Questa deriva, a un anno dall’elezione di Biden, continuerà quasi certamente nei prossimi tre anni del mandato presidenziale e sarà anzi accelerata dall’esito negativo per il Partito Democratico nelle elezioni locali di settimana scorsa e, di qui a dodici mesi, da quella che si preannuncia già come una probabile vittoria repubblicana. A guidare i vertici democratici sarà in definitiva l’avvertimento già lanciato da più parti a evitare spostamenti a sinistra di fronte a un’avanzata repubblicana che, invece, è la diretta conseguenza proprio della sterilità delle iniziative di stampo progressista del Partito Democratico.

Anche lo stesso pacchetto sulle infrastrutture approvato definitivamente nella notte di venerdì scorso, nonostante la retorica dei leader democratici e dei media affiliati al partito, ha poco di “storico” e difficilmente libererà risorse sufficienti a modernizzare strutture e servizi per molti versi antiquati. Per cominciare, dei 1.200 miliardi che saranno spesi nei prossimi dieci anni , oltre la metà sono fondi già stanziati per altri scopi e finora inutilizzati. Inoltre, secondo un recente studio della Società Americana degli Ingegneri Civili, solo per rinnovare la rete di strade e ponti negli USA sarebbero necessari quasi 800 miliardi di dollari.

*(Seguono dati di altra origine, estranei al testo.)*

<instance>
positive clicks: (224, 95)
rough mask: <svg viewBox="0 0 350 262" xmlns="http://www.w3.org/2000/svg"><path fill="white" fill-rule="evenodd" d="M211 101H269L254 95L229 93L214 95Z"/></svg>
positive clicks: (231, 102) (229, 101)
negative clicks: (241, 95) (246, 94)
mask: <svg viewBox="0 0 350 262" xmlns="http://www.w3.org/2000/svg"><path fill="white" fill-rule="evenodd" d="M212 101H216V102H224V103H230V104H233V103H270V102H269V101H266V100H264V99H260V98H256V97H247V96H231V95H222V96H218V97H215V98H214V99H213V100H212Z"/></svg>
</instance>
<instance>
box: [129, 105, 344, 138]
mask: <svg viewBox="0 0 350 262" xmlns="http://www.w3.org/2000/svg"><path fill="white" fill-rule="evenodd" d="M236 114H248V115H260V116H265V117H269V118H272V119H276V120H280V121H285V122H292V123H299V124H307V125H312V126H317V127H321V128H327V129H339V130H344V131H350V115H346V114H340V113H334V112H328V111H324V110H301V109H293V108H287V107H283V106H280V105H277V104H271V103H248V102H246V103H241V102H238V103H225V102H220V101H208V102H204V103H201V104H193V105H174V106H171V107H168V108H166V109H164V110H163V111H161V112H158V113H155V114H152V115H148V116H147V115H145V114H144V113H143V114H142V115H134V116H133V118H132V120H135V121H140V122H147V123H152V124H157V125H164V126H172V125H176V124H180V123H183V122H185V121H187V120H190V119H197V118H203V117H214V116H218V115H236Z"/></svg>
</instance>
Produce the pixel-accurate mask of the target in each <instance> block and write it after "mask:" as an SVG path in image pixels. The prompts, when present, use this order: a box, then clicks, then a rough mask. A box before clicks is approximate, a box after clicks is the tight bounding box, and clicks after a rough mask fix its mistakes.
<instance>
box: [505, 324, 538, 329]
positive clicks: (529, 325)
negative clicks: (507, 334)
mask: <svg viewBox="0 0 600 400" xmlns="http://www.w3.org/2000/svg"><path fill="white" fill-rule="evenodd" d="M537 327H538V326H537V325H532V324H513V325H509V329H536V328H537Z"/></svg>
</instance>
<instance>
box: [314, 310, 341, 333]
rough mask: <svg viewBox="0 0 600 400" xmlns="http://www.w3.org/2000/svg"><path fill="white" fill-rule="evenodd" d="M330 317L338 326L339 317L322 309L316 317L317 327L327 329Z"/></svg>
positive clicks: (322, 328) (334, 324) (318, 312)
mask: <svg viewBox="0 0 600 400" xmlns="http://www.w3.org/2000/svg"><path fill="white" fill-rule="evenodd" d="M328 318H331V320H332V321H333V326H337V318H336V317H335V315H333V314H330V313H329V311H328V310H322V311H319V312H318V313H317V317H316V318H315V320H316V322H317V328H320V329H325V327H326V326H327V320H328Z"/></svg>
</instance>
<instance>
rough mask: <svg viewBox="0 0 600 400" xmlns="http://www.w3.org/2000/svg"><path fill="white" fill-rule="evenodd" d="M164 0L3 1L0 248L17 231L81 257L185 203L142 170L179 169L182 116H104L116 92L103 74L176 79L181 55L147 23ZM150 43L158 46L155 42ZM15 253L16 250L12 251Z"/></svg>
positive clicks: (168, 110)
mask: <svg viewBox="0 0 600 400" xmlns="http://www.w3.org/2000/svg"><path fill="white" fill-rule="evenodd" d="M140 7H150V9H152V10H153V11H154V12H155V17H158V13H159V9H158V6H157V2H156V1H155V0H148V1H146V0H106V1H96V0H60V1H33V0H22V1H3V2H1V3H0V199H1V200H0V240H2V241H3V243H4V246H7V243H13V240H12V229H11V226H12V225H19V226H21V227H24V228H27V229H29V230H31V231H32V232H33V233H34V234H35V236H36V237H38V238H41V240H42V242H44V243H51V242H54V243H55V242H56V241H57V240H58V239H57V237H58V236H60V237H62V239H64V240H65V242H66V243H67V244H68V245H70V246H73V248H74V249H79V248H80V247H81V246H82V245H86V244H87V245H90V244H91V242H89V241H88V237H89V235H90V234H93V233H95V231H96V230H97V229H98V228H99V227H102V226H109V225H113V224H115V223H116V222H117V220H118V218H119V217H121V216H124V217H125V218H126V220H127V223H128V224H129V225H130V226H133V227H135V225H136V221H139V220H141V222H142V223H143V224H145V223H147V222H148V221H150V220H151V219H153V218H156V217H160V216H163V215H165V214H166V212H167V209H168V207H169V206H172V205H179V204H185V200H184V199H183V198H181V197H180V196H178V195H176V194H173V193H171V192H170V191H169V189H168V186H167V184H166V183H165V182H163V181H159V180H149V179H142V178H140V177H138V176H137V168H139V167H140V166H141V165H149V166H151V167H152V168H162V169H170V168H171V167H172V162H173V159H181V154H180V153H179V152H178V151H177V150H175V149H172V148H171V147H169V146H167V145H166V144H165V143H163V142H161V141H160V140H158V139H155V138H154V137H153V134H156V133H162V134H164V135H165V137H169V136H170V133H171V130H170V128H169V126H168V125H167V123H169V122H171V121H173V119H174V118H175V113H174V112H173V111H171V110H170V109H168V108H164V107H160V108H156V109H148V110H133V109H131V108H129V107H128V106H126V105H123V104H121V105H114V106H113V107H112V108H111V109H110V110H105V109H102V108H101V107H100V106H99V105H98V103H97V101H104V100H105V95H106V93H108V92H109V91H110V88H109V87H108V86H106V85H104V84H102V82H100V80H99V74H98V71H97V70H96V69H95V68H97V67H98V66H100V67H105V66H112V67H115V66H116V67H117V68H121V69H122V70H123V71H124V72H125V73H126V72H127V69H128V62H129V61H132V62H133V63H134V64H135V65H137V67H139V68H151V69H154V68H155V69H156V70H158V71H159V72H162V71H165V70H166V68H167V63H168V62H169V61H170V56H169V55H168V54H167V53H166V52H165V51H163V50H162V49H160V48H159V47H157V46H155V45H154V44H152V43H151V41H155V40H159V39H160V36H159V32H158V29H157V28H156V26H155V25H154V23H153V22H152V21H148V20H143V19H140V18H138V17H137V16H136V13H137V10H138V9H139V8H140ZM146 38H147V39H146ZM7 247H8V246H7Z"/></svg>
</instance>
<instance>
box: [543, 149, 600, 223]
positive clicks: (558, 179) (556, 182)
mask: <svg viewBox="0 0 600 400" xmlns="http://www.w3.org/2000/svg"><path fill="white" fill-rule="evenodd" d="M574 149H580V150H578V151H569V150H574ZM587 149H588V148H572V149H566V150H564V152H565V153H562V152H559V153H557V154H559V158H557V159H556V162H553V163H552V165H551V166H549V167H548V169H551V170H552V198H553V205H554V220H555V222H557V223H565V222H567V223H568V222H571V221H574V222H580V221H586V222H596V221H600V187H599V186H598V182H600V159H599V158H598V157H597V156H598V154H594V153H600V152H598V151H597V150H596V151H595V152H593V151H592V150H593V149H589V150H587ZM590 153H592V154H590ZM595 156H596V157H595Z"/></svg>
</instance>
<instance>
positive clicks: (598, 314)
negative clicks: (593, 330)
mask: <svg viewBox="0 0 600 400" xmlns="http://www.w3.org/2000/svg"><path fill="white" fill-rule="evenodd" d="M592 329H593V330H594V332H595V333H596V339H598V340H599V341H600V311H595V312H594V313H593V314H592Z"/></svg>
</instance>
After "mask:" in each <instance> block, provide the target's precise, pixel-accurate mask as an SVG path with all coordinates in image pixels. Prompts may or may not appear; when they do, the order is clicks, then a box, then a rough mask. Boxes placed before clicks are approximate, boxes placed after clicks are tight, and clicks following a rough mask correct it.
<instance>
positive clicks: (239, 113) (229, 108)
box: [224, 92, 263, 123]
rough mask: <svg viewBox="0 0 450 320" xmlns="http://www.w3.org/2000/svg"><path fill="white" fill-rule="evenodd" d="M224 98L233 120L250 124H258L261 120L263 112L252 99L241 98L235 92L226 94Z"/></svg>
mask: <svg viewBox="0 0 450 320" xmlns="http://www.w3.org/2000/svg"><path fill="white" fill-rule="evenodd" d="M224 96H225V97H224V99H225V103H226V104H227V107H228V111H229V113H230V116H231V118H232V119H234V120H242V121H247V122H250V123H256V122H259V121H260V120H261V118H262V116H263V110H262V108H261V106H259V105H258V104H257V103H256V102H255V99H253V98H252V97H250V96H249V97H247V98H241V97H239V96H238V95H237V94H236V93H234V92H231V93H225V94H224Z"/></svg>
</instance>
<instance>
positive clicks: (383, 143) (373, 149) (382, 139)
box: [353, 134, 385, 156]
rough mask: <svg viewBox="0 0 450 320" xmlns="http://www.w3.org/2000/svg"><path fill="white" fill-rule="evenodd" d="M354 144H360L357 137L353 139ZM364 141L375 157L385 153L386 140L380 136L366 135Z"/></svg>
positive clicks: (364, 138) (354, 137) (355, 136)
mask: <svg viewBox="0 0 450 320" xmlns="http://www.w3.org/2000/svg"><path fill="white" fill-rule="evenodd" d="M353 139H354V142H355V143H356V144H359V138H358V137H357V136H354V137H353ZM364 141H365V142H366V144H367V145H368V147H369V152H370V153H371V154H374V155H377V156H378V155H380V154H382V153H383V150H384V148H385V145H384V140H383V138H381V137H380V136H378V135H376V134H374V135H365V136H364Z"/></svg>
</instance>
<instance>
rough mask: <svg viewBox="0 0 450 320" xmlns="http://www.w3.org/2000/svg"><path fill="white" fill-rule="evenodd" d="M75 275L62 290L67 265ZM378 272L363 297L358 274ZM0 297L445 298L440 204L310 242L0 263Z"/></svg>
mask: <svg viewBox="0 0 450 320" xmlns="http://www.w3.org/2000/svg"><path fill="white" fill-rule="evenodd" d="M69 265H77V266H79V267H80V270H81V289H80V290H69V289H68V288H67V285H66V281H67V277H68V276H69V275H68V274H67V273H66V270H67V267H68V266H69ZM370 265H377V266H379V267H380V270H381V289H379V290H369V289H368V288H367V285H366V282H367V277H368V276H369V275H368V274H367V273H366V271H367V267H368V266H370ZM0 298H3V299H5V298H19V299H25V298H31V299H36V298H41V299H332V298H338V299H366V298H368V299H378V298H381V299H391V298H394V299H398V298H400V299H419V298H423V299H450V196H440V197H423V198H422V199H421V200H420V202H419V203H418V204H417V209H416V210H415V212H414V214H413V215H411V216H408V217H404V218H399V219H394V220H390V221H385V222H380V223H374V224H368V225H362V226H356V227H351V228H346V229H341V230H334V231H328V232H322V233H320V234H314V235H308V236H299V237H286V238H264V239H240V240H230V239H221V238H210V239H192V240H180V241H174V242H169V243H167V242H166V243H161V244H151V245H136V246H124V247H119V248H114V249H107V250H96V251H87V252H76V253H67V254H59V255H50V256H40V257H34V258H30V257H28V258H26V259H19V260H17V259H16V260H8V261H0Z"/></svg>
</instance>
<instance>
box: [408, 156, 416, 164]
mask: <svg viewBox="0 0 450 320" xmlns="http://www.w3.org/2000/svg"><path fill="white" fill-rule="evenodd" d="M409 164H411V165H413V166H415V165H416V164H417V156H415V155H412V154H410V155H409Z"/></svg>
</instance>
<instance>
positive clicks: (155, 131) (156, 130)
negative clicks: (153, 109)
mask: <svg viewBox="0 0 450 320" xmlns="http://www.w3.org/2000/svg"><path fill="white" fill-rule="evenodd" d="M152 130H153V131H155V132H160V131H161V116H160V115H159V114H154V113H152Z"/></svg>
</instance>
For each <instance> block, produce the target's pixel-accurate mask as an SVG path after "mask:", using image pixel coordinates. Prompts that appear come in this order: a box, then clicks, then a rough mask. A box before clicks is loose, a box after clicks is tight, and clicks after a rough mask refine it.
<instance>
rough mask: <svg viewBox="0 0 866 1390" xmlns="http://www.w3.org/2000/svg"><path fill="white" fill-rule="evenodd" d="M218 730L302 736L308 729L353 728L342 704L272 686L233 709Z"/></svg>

Se i lavori di ammodernamento che saranno avviati rispondono poi alle necessità del business americano e, nel quadro della rivalità con la Cina, agli interessi strategici della classe dirigente USA, queste opere potrebbero avere comunque una qualche utilità pubblica. Anche in quest’ottica, però, è evidente la modestia degli importi stanziati in rapporto ad altre priorità del governo. Basti pensare, a questo proposito, agli oltre 750 miliardi di dollari del bilancio annuale del Pentagono o al programma di “quantitative easing” della Fed che ogni singolo mese inietta artificialmente nei mercati finanziari qualcosa come cento miliardi di dollari.